Online poker seems like a charity by comparison.
I do feel like the whole "close your account if you are good" feels like it is getting close to fraud, but I'm not sure exactly how to address it using existing laws. I don't think banning sports gambling altogether, or all online sports betting, is the right solution though as it is too much of a blunt solution to a pretty narrow problem.
I recognize that solving the "looks like fraud" problem doesn't address the addiction problem, but perhaps the solution will help dissuade people from participating in the first place if such policies were more clear and widely known.
I agree that it's a problem if winning at sports betting gets you banned. However, I'm not sure how many Americans (in the modern age of online betting) are making actual profits on betting, or were just trying to wring every drop out of all the promos, special offers, etc. offered by various companies. There's a fantasy that a whole bunch of us are smart enough the beat the bookies at their own game, but realistically, that's just not very likely. If the companies lose too much, the odds they offer just get worse and worse for the player.

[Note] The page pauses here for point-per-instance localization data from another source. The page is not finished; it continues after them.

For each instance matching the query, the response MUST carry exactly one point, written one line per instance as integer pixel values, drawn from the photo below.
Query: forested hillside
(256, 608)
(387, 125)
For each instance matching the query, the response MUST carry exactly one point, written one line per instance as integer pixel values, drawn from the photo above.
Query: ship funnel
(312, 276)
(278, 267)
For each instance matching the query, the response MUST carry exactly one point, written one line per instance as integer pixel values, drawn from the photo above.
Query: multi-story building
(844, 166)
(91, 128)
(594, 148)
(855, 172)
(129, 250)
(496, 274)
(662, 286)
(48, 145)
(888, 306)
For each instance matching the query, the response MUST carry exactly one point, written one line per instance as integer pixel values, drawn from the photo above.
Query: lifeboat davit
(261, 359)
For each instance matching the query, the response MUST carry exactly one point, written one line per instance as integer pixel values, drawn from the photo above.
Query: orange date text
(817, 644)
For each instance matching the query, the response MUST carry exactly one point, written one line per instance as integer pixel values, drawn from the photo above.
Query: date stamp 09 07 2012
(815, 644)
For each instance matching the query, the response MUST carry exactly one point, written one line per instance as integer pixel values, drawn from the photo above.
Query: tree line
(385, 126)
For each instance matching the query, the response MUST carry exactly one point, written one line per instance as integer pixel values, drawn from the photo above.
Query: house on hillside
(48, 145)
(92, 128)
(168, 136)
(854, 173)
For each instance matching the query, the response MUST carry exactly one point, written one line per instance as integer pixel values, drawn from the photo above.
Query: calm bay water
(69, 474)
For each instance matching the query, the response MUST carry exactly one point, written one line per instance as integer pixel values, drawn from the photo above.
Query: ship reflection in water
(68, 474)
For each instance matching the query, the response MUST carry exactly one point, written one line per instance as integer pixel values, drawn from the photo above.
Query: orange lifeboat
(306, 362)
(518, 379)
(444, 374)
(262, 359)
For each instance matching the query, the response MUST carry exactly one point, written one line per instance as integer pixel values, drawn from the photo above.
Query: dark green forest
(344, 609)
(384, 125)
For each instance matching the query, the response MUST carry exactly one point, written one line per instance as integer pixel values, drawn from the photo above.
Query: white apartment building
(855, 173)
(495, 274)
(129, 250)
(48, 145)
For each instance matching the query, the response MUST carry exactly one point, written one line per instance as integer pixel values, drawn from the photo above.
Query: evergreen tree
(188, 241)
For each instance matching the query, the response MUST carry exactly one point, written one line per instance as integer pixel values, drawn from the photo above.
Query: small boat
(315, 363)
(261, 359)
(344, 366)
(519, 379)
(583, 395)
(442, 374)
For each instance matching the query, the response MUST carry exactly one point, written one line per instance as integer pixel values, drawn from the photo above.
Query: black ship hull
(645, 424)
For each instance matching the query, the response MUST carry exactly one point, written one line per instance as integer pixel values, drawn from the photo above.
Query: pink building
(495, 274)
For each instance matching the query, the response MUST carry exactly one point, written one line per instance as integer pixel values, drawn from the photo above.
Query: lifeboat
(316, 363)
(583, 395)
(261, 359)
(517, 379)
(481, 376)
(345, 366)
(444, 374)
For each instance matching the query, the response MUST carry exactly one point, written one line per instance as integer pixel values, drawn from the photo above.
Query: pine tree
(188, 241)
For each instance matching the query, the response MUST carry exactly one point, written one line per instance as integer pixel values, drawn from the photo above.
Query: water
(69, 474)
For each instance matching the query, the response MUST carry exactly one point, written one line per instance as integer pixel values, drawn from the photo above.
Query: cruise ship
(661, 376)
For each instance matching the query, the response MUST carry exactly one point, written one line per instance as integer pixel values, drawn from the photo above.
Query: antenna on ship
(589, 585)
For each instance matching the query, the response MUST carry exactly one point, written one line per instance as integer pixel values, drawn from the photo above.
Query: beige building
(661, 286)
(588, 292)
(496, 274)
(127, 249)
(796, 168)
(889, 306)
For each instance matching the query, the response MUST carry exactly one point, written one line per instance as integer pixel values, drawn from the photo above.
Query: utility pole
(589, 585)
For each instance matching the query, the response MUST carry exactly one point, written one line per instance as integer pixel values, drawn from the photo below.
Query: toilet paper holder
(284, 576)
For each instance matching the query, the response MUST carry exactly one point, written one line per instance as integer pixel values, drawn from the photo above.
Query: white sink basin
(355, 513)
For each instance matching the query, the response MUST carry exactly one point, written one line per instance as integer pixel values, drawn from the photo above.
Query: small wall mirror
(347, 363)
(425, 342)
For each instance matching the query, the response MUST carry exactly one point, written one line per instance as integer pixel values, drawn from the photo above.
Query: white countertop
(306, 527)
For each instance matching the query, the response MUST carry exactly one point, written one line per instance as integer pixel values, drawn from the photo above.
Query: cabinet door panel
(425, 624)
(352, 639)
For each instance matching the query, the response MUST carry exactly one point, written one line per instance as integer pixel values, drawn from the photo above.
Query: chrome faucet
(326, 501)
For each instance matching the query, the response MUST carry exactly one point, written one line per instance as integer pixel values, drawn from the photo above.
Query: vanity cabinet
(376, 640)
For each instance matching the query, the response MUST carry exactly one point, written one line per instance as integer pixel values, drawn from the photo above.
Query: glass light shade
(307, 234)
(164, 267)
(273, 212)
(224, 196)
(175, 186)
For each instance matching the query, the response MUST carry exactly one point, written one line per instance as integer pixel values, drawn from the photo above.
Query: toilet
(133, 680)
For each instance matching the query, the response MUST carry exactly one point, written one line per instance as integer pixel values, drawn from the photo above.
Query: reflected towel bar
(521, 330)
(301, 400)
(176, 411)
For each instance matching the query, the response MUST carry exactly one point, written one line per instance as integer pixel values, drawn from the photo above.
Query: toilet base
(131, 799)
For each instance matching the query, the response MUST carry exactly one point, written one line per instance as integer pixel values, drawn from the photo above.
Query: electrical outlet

I'm almost always sympathetic to libertarian arguments, so I don't necessarily want to see things banned just because some people can't use them responsibly. But I think there's a lot that could be done short of banning online sports betting--you could ban all the sports betting TV commercials, for one.
I've dabbled in sports betting, but at this point I rarely bother. Besides, even if I did make any money, it would probably be a tax nightmare. I'd happily trade away legal online sports betting if we could get legal online poker back.